I had not felt those deadline nerves in a long time, if ever.
After countless tournaments and close calls, the chances of actually covering Tiger Woods’ 15th Major championship victory skyrocketed as Francesco Molinari’s golf ball sank to the bottom of Rae’s Creek at Augusta National’s par-3 12th hole.
Like a spell had been cast over Augusta National’s lavish press building, a couple of hundred reporters mobilised and began furiously thrashing away at laptops. They were updating websites, newspapers and blogs across the globe – each reporter publishing a variety of the same message: ‘Tiger Woods has one arm inside the green jacket.’
Woods had threatened to win The Open at Carnoustie and the US PGA Championship at Bellerive the year before, and there was an underlying doubt he could do it. But the 2019 Masters had a totally different feel.
When Woods drew level with Molinari in the middle of Amen Corner, it became real. He now had as good a chance as any Major since the 2008 US Open to bag the elusive No.15.
That’s when the nerves set in.
Your columnist is this magazine’s US PGA Tour editor, but I am also the US golf correspondent for the Australian Associated Press. It’s a wire service for breaking news – and this was about as breaking as news gets. The tournament and player who each transcend not only golf, but sport, were about to collide. Spectacularly.
When Woods two-putted for birdie on the par-5 15th to take the outright lead after a rollercoaster 14 holes, winning seemed inevitable. When he stiffed his tee shot on the par-3 16th, the last two holes became more or less a victory lap.
But the last two holes were also when a wire service reporter’s heart begins to beat a little faster and the hands begin to shake a little.
Millions of Australians and New Zealanders are about to read your updates, stories, wraps and follow-ups. In the back of your mind, you’re wondering, Am I going to do a good enough job of reporting this where-were-you-when-it-happened occasion? I hope I did. It was the busiest and best day of my career. I wrote 4,100 words across nine stories (of varying length) from the moment Woods’ putt dropped on 18.

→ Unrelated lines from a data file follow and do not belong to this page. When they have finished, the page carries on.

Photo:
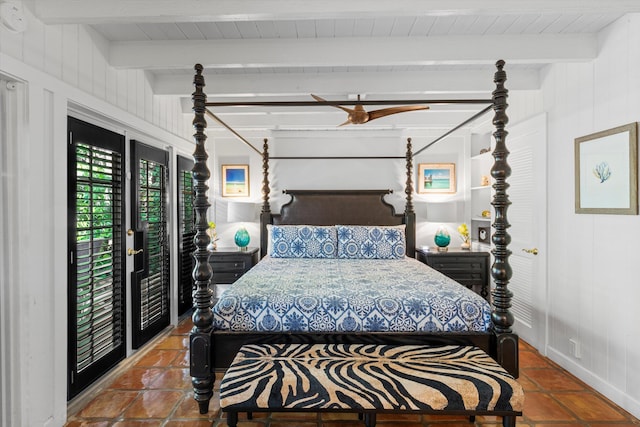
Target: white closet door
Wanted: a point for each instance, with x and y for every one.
(527, 142)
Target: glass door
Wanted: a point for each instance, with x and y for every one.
(150, 279)
(96, 285)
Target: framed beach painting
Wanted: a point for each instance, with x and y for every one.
(606, 172)
(436, 178)
(235, 180)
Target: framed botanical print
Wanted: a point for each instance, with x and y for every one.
(436, 178)
(606, 174)
(235, 180)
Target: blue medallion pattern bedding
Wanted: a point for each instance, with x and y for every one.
(349, 295)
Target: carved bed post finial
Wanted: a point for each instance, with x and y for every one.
(265, 215)
(265, 177)
(501, 270)
(409, 212)
(200, 338)
(409, 183)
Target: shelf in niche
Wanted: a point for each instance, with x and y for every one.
(482, 156)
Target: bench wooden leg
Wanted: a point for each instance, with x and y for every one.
(509, 421)
(232, 419)
(370, 419)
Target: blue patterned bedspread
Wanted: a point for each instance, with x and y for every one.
(322, 295)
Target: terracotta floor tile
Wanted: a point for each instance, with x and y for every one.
(183, 328)
(188, 408)
(559, 425)
(108, 404)
(188, 423)
(85, 423)
(554, 379)
(154, 404)
(158, 358)
(173, 378)
(136, 378)
(532, 359)
(173, 342)
(181, 360)
(157, 391)
(541, 407)
(139, 423)
(590, 407)
(526, 383)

Phone calls were also coming in from matter-of-fact radio producers wanting me to talk on-air about Woods’ fifth Masters victory. One question put to me by the host of an ABC radio show was, “Will Tiger overcome Jack Nicklaus’ record 18 Majors?” My answer was along the lines of, “I don’t know if he will, but he certainly can. Winning one was inconceivable two years ago. Now, winning 18 or more has become one of those achievements you can’t say he will and you can’t say he won’t. Woods has a history of proving us wrong. He’s now world No.6 and as good a chance to win the next Major as any other player. Why can’t he?”
Perhaps the real question is: does it really matter?

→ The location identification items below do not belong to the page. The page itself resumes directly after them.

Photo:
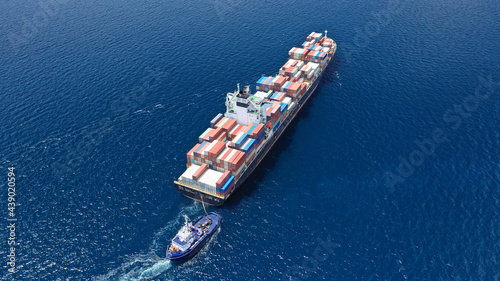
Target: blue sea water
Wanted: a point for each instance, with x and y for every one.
(390, 172)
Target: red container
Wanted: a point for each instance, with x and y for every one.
(223, 179)
(222, 137)
(289, 70)
(257, 131)
(216, 149)
(237, 129)
(200, 172)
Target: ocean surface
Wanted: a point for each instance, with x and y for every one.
(391, 171)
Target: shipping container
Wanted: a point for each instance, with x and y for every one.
(215, 120)
(226, 124)
(200, 172)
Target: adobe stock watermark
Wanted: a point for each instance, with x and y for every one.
(31, 25)
(321, 253)
(453, 118)
(373, 28)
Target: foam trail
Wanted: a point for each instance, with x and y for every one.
(150, 265)
(157, 269)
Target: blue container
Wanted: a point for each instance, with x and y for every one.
(261, 81)
(201, 146)
(276, 126)
(228, 183)
(251, 129)
(260, 137)
(283, 107)
(241, 140)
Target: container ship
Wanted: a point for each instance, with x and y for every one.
(236, 142)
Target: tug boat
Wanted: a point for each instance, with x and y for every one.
(192, 237)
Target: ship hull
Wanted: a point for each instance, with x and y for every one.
(218, 201)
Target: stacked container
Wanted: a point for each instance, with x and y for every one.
(226, 124)
(277, 83)
(216, 120)
(236, 130)
(297, 53)
(210, 134)
(231, 159)
(278, 96)
(289, 63)
(264, 83)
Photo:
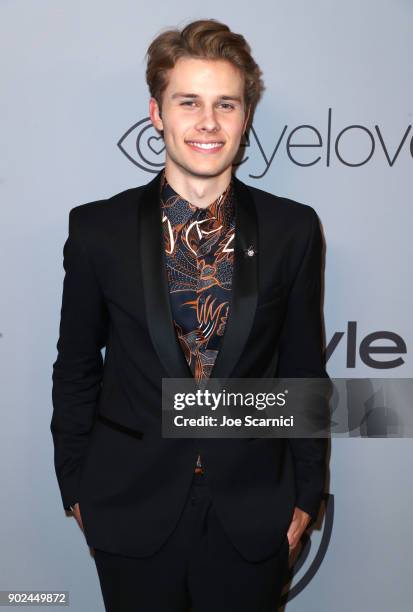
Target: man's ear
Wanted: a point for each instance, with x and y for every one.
(247, 117)
(155, 114)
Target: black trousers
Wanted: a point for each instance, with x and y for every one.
(197, 569)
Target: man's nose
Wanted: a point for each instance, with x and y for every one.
(208, 121)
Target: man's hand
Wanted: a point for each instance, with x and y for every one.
(297, 527)
(76, 514)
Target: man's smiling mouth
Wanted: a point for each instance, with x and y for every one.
(205, 146)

Woods is going to go down as the greatest golfer who ever lived and one of the finest athletes the world has seen. He is in the same conversation as Michael Jordan, Muhammad Ali, Roger Federer, Serena Williams, Usain Bolt and Michael Phelps – just to name a few. Winning 19 Majors would be amazing, it really would. But I don’t think Woods needs to.
If he is, though, he will need to make a dent this year.
The stars may never align this well again: he is in sensational form; the US Open is at Pebble Beach, where Woods captured the most dominant victory of his career; and the Open Championship is an unknown at Royal Portrush. No active player in the field has more experience or success in the UK Major than Woods.
From an Australian perspective, whether or not Woods wins another Major this year won’t stop the 2019 Presidents Cup from being the biggest in its 25-year history. Woods will become just the second playing captain since Hale Irwin at the inaugural Cup in 1994 and he will lead a star-studded US team against an International side with several home-grown and overseas big names – all fighting it out on Australia’s greatest golf course.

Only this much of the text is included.